Una mafia non più stragista ma camaleontica e ’nascosta’ per ’convivere’ con lo Stato sfidandolo su altri terreni piuttosto che su quello delle armi.

"Ecco perché è importante l’arresto di Messina Denaro. E’ frutto di un grande lavoro teso a prosciugare l’acqua dalla rete di connivenze che fino ad oggi avevano protetto il boss. Un modo per mettere fine anche anche alla stagione del complottismo, a quelle elucubrazioni su presunte protezioni ricevute che non hanno mai avuto alcuna prova. Ricostruzioni più o meno fantasiose girate per anni nel nostro Paese".

Gli investigatori italiani hanno dimostrato ancora una volta di essere tra i migliori al mondo.

"Esatto. Faccio i miei più sinceri complimenti alla Procura della Repubblica di Palermo, al procuratore Maurizio De Lucia e al procuratore aggiunto Paolo Guido, all’Arma dei Carabinieri e al comandante del Ros, Angelosanto, che hanno portato a termine l’operazione".

Lei sa bene quanto complicato sia lavorare sul territorio dove “si protegge“ il boss. Certo, pensare che per trent’anni il superlatitante è sempre stato a Palermo...

"Non è una cosa che deve stupire. I capimafia non potrebbero gestire il territorio allontanandosi. Non certo scappando all’estero. E poi in nessun altro luogo potrebbero godere della rete di protezione che hanno sul posto: amici, familiari e complici. Non a caso anche gli altri grandi capi, come Totò Riina e Bernardo Provenzano hanno vissuto la loro latitanza restando per così dire a casa".

L’arresto di Matteo Messina Denaro è un bel colpo insomma, sottolineato anche dall’applauso in strada dei siciliani.

"Era l’ultimo dei boss mafiosi di “prima grandezza“. La sua cattura dimostra che non ci sono criminali imprendibili, è un gran segnale.

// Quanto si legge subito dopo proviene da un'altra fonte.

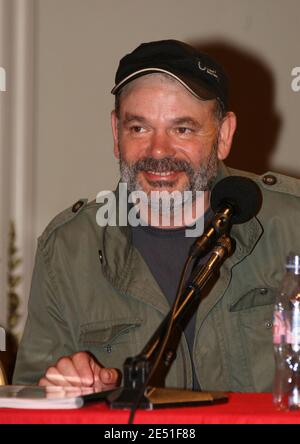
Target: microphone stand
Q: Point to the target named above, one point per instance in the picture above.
(136, 370)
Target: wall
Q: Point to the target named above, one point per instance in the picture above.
(78, 47)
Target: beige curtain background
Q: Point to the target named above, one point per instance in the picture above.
(16, 148)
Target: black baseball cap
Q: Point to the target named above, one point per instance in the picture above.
(196, 71)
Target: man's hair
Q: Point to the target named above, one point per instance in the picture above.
(218, 111)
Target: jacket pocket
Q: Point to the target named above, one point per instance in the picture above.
(103, 333)
(253, 315)
(256, 297)
(112, 341)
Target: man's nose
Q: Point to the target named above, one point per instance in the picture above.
(160, 145)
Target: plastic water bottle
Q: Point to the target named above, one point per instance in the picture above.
(286, 338)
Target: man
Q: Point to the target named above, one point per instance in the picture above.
(98, 294)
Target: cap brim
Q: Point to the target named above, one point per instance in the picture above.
(196, 88)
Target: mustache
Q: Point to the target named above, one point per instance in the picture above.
(162, 165)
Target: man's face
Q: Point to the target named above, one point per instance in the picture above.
(165, 138)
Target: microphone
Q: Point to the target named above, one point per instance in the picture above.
(234, 200)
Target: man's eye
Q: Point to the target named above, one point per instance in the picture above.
(184, 130)
(137, 129)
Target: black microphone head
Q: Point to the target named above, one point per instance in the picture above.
(241, 193)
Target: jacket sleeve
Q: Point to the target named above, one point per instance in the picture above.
(44, 334)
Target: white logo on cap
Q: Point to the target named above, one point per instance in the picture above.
(209, 71)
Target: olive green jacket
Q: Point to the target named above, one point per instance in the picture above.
(92, 290)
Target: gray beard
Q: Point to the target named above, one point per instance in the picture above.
(200, 179)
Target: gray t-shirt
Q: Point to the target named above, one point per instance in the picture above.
(165, 252)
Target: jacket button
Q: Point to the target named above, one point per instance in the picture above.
(77, 206)
(269, 179)
(268, 324)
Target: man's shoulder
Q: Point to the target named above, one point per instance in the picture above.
(272, 182)
(70, 219)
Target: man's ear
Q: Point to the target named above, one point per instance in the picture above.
(226, 132)
(114, 126)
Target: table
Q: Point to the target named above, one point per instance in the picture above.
(242, 408)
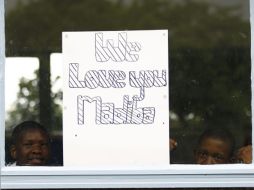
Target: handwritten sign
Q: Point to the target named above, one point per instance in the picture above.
(115, 97)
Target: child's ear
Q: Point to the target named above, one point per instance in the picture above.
(13, 152)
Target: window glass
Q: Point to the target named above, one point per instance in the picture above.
(209, 69)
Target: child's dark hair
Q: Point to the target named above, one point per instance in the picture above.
(21, 128)
(221, 134)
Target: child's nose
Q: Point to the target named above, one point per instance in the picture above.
(36, 149)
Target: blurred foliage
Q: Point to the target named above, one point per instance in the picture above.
(209, 49)
(26, 107)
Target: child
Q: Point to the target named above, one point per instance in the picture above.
(30, 144)
(215, 146)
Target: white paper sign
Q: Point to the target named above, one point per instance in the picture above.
(115, 96)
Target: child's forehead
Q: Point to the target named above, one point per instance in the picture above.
(30, 131)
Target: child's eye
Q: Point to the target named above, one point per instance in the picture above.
(44, 144)
(27, 144)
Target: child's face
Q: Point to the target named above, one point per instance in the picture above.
(213, 151)
(32, 148)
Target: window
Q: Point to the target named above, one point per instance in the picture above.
(208, 79)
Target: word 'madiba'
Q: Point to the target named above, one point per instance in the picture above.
(106, 113)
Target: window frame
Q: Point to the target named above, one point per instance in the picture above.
(66, 177)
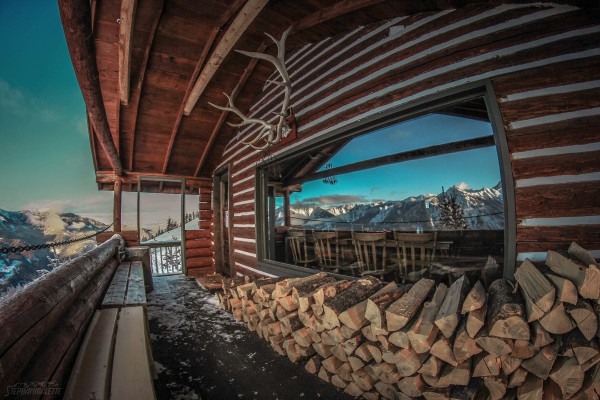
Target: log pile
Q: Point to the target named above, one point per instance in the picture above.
(536, 338)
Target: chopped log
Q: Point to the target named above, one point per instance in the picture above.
(551, 390)
(344, 371)
(376, 306)
(538, 293)
(586, 278)
(353, 390)
(505, 312)
(522, 349)
(509, 364)
(338, 382)
(496, 386)
(475, 298)
(302, 337)
(304, 288)
(399, 313)
(408, 362)
(331, 364)
(284, 287)
(582, 255)
(423, 332)
(363, 352)
(432, 393)
(339, 353)
(432, 366)
(390, 392)
(584, 316)
(322, 349)
(386, 372)
(531, 389)
(486, 365)
(476, 321)
(494, 345)
(359, 291)
(517, 378)
(442, 349)
(400, 338)
(355, 316)
(356, 363)
(464, 346)
(541, 364)
(447, 318)
(565, 289)
(459, 375)
(324, 375)
(314, 364)
(557, 321)
(540, 336)
(412, 386)
(567, 373)
(580, 347)
(351, 344)
(467, 392)
(329, 291)
(364, 381)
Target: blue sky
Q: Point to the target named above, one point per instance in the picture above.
(472, 169)
(45, 153)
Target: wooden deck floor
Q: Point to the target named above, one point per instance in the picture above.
(201, 352)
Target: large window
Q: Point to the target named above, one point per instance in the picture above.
(427, 191)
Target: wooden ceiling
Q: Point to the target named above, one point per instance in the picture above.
(160, 60)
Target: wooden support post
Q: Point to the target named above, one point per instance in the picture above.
(287, 216)
(117, 204)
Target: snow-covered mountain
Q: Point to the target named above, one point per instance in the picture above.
(22, 228)
(483, 209)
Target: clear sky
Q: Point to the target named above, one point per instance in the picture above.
(45, 155)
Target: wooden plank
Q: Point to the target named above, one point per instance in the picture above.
(131, 374)
(136, 292)
(126, 19)
(445, 148)
(90, 377)
(234, 32)
(115, 295)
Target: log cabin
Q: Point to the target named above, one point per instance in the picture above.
(244, 103)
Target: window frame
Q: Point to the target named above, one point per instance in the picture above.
(411, 110)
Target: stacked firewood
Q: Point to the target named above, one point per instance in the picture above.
(536, 338)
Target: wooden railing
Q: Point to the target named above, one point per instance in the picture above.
(165, 257)
(43, 324)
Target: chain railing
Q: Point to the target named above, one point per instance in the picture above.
(165, 257)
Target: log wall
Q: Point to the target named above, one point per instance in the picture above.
(199, 244)
(542, 61)
(43, 324)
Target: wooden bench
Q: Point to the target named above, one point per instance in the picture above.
(115, 358)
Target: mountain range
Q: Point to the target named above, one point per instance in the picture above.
(482, 209)
(23, 228)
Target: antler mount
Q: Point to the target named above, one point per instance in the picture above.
(269, 133)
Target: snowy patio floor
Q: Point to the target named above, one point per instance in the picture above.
(202, 352)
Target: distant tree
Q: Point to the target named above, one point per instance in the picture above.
(452, 216)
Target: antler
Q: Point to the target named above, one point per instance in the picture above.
(269, 132)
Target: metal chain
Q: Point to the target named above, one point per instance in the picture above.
(20, 249)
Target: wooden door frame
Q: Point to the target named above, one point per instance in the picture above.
(221, 176)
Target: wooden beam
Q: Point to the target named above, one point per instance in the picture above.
(445, 148)
(117, 204)
(199, 65)
(107, 177)
(326, 14)
(135, 99)
(235, 31)
(126, 22)
(76, 19)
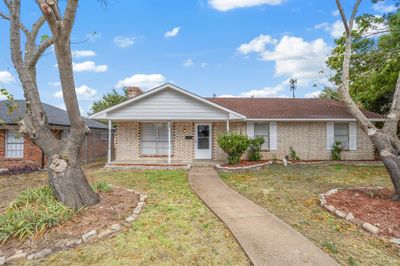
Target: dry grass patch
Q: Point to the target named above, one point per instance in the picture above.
(292, 192)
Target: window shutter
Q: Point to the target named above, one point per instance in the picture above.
(353, 136)
(250, 129)
(273, 136)
(330, 135)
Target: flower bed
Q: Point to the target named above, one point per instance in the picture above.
(370, 208)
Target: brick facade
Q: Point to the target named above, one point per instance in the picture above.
(93, 148)
(307, 138)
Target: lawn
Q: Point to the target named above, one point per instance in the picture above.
(175, 228)
(292, 192)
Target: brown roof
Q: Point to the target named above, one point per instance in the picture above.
(281, 108)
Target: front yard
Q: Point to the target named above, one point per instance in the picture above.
(175, 228)
(292, 192)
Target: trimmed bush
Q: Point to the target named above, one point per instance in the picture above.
(336, 151)
(31, 213)
(234, 145)
(255, 148)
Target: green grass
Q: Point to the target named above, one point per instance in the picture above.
(31, 213)
(292, 192)
(175, 228)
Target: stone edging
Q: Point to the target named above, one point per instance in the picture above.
(86, 237)
(372, 229)
(253, 167)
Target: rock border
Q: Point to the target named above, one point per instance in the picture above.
(85, 238)
(370, 228)
(253, 167)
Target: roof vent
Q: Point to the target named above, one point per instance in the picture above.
(133, 91)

Detto questo va ricordata la necessità di non abbassare la guardia perché Cosa Nostra ha dimostrato di avere la capacità di rigenerarsi anche nelle sue leadership tessendo inoltre relazioni con le altre organizzazioni criminali come la ’ndrangheta o la camorra".

Falcone ha segnato una strada, seguirla ancora oggi porta a obiettivi eccezionali. Che ricordo ha lei del magistrato e dell’indagine preliminare sulla sua morte?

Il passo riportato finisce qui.